-
1. Re: why must fields be public
dsundstrom Apr 23, 2002 4:38 PM (in response to gzhong)This is required by the EJB 1.1 specification. Don't worry about access, because all clients have to access your bean using the remote interface.
If this still irks you, upgrade to JBoss 3.0 and use CMP 2.0. In CMP 2.0 you don't have fields, you just define abstract methods to access your persistent fields. -
2. Re: why must fields be public
gzhong Apr 23, 2002 7:46 PM (in response to gzhong)Ah, I see now. THat also explains why there is a discrepancy between what I found from the Sun EJB tutorial and the JBoss tutorial. On the Sun tutorial they use these abstract methods. ANyway, JBoss 3.0 is still beta. Is it stable enough for development use only (I am just using it for teaching myself EJB, not for any real life project). Is there a timeline for it being non-beta?
Thanks again!
G -
3. Re: why must fields be public
dsundstrom Apr 23, 2002 11:07 PM (in response to gzhong)> ANyway, JBoss 3.0 is still beta.

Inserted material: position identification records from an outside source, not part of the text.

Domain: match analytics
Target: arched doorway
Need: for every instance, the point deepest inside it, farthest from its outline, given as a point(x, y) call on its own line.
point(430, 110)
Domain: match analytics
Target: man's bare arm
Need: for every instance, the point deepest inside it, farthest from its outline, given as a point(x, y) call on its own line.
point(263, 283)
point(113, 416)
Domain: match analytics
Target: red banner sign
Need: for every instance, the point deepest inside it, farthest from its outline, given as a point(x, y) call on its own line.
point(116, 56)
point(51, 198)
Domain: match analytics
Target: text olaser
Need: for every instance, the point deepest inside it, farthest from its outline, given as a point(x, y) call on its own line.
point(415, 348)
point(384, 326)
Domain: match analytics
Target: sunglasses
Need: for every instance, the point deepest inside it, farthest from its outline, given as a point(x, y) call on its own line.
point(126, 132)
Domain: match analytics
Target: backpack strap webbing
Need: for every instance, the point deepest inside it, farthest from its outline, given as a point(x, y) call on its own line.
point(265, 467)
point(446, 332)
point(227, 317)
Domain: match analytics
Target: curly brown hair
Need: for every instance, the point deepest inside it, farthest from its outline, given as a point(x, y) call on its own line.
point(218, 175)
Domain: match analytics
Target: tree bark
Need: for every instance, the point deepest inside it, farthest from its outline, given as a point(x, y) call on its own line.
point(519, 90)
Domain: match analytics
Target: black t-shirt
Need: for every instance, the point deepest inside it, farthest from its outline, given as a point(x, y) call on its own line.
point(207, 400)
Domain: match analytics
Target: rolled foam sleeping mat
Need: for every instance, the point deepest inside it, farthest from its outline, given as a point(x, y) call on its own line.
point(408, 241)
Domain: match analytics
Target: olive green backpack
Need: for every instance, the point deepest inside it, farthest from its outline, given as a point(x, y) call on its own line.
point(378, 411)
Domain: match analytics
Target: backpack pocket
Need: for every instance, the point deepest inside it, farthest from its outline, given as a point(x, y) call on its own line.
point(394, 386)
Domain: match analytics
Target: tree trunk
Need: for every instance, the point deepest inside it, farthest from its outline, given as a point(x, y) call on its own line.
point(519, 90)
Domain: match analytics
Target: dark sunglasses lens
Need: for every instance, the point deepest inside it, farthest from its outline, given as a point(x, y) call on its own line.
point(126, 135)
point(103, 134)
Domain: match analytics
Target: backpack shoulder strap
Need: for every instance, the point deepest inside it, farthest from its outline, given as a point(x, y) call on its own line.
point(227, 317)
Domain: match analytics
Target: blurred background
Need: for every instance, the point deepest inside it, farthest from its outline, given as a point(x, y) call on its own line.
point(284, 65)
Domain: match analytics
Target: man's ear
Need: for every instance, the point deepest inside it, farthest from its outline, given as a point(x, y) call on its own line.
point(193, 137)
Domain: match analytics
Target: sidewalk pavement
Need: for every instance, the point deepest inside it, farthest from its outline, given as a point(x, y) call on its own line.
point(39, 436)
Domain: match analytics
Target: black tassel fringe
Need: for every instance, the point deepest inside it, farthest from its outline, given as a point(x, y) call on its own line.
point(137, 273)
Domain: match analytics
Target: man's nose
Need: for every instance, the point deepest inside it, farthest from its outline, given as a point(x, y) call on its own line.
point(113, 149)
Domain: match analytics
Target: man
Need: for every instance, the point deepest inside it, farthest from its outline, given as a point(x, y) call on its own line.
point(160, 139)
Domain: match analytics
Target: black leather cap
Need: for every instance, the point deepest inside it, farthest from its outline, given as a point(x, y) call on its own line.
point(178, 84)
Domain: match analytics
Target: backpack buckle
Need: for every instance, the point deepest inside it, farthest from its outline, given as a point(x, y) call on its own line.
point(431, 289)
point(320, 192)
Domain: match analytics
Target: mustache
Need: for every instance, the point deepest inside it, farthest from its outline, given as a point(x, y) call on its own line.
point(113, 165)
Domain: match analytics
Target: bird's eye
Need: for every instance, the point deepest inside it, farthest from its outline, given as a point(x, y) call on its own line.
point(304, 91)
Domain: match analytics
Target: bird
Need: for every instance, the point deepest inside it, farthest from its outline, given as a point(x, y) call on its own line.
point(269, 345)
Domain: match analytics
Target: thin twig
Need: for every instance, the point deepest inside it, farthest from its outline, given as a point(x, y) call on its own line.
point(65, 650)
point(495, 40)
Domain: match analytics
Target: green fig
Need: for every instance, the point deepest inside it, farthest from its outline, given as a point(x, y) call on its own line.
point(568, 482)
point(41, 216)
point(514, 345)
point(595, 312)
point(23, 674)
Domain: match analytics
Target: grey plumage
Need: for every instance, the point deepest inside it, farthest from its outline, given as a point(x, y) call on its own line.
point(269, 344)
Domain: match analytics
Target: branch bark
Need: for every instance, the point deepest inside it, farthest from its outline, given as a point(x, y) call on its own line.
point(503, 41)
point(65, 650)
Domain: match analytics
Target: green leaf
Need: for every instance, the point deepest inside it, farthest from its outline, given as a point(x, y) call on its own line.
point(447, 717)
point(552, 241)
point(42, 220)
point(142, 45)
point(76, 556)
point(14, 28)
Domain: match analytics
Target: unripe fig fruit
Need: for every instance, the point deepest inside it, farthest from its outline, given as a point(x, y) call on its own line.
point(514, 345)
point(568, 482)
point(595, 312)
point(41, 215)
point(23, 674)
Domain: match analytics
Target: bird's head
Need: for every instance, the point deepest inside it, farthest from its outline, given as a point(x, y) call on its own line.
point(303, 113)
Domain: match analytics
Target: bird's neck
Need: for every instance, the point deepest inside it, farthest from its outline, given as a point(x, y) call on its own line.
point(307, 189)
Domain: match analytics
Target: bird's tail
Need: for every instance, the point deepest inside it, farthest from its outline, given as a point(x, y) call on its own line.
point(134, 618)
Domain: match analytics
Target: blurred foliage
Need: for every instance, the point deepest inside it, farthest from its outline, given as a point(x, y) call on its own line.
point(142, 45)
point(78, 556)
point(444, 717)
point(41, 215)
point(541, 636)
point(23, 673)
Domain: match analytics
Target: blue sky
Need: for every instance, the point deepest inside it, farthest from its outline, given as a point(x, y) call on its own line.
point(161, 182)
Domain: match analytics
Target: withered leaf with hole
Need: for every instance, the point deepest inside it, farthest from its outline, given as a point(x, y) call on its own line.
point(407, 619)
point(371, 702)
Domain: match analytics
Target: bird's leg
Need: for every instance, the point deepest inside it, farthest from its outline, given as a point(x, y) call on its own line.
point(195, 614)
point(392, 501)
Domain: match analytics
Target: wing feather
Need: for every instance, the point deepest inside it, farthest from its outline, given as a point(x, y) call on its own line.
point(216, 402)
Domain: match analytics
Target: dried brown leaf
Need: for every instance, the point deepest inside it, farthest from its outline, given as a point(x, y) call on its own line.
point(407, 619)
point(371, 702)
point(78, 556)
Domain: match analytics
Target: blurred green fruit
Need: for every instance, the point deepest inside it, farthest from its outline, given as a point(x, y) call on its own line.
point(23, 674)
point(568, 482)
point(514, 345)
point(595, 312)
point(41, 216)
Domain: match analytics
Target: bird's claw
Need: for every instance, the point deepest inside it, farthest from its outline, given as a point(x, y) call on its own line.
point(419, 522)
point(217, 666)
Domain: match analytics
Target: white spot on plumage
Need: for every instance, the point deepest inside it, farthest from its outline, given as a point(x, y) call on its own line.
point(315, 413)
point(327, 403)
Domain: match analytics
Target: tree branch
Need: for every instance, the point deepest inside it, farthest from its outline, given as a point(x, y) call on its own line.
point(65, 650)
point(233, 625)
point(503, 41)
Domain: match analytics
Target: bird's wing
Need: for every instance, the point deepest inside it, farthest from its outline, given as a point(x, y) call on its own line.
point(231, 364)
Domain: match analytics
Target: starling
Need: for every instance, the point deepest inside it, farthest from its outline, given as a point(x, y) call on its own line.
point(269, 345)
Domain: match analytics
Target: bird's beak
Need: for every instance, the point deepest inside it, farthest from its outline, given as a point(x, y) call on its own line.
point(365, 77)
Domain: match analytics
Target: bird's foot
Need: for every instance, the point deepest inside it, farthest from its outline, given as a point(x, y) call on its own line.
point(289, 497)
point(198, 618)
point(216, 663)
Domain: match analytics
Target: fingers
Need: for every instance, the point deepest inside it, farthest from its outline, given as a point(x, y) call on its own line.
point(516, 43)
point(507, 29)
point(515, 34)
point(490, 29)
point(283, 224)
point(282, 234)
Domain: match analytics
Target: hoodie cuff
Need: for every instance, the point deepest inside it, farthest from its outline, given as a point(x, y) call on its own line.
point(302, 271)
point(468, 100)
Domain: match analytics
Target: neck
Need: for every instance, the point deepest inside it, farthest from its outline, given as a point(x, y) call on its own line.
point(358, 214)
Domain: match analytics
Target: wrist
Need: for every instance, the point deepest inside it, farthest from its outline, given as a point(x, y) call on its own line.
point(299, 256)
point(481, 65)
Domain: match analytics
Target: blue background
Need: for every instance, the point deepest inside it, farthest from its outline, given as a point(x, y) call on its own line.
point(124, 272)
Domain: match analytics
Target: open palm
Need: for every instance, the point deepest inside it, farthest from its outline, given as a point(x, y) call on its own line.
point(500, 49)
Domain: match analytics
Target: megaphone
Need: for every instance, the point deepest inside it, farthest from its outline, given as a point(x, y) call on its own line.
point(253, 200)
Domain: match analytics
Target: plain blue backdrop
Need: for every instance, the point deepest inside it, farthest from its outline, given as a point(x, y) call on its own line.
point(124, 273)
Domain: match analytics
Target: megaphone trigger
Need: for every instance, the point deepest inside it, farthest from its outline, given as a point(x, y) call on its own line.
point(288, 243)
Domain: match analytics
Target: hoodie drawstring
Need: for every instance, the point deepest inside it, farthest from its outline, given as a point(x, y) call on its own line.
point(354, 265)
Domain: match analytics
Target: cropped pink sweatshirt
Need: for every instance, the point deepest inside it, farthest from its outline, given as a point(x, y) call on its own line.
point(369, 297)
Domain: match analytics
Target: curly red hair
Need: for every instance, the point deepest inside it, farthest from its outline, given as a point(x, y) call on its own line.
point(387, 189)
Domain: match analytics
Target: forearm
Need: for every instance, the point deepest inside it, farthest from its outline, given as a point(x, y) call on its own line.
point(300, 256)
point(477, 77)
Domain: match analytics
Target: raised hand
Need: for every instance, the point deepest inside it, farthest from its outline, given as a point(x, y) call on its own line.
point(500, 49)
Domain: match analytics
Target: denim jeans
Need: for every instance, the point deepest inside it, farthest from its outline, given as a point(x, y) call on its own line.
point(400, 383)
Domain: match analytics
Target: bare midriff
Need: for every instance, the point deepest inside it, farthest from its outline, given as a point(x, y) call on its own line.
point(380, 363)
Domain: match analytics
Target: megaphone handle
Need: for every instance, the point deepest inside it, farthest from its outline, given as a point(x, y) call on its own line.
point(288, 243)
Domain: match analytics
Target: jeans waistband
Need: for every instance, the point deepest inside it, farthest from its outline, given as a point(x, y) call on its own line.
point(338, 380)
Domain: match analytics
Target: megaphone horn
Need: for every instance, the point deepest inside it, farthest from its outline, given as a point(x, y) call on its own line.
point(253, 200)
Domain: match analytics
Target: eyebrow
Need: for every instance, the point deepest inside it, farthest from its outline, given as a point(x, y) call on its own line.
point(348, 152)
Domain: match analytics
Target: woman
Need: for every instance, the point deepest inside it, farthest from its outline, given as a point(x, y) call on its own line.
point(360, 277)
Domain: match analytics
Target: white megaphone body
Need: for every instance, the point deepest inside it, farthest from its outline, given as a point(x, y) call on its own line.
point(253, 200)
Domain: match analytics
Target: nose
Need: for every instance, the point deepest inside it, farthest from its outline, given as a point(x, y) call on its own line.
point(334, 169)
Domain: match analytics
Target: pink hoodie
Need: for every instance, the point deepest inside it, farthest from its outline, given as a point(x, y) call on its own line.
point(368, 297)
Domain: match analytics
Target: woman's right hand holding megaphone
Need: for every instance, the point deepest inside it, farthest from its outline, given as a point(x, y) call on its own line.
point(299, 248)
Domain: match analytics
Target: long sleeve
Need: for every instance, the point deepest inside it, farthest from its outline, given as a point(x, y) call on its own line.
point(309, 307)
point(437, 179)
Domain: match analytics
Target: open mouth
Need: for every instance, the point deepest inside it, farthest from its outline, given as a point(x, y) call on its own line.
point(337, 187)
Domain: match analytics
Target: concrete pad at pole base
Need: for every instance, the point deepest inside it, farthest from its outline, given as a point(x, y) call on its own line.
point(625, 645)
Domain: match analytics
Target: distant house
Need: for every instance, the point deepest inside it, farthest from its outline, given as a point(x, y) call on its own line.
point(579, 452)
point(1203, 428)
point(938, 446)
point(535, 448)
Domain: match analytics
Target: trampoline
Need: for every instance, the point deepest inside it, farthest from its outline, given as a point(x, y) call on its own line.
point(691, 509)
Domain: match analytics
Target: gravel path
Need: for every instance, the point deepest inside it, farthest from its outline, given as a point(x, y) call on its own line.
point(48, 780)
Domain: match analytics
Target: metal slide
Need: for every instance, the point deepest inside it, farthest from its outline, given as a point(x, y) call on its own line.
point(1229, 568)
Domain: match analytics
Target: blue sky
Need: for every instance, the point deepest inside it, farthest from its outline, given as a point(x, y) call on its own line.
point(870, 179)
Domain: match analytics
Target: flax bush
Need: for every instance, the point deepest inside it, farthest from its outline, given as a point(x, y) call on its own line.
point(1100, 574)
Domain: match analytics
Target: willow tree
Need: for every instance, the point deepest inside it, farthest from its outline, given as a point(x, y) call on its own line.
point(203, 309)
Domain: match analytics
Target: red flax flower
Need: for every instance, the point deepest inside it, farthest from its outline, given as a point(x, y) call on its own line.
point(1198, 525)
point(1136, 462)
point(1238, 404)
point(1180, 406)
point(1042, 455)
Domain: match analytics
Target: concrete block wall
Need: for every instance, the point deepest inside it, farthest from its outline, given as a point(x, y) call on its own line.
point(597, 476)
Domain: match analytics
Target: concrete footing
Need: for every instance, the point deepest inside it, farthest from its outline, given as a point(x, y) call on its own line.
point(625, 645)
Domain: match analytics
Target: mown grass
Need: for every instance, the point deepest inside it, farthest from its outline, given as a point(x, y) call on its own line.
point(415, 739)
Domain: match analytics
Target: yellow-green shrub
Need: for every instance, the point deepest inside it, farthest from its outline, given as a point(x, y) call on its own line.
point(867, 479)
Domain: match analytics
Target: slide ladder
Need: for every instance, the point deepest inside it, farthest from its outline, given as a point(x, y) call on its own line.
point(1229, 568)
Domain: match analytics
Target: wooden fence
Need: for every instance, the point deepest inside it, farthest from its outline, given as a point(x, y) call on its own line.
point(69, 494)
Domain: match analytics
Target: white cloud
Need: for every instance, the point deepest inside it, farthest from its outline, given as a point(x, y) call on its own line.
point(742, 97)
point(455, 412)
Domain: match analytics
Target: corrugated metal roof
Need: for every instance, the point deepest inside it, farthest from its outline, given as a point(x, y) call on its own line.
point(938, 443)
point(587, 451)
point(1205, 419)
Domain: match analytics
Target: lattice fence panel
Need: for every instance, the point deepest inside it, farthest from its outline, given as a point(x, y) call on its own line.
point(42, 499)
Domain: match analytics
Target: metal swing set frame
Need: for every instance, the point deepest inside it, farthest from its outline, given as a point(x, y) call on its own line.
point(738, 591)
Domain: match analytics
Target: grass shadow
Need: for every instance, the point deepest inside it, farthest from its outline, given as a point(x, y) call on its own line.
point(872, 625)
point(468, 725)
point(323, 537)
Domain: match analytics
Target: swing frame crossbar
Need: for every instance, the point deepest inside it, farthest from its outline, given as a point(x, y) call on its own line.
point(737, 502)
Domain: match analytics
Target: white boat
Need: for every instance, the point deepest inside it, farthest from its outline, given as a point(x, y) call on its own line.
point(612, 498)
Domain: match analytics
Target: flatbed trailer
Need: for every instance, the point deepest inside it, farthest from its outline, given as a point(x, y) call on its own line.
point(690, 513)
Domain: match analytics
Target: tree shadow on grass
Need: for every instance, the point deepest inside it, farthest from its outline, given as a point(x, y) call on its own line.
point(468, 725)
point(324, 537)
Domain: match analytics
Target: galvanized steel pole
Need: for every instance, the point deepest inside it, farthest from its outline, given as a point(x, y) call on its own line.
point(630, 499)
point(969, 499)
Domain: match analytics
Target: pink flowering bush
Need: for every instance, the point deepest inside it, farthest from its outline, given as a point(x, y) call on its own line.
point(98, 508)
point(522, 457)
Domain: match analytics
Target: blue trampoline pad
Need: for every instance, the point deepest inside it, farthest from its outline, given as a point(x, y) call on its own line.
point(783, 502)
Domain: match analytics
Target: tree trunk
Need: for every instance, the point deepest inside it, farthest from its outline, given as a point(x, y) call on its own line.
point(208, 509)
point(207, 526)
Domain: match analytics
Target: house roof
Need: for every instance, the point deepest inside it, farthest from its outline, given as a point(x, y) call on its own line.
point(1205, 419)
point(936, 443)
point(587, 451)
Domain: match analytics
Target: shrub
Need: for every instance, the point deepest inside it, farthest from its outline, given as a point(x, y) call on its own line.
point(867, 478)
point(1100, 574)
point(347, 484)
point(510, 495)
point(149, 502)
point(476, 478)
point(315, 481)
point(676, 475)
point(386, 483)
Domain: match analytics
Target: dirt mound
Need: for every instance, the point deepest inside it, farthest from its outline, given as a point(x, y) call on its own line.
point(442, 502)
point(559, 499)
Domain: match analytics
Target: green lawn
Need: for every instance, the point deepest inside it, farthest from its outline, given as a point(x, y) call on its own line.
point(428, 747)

Actually, it is at release canidate 1. Check the files section at sourceforge.
> Is it stable enough for development
> use only (I am just using it for teaching myself EJB,
> not for any real life project).
Yes. -
4. EJB 2.0 useful?
gzhong Apr 24, 2002 10:24 AM (in response to gzhong)Ah, so JBoss 3.0 implements EJB 2.0. Is EJB 2.0 widely implemented? I know Sun obviously implements it, what about other big EJB containers? I don't know how long EJB 2.0 has been around.
Thanks again,
G -
5. Re: EJB 2.0 useful?
dsundstrom Apr 24, 2002 11:31 AM (in response to gzhong)> Ah, so JBoss 3.0 implements EJB 2.0. Is EJB 2.0
> widely implemented? I know Sun obviously implements
> it, what about other big EJB containers?
Yes, it is a huge feature of EJB 2.0.
> I don't know how long EJB 2.0 has been around.
In final form about 6 months, but the spec was in development for over a year.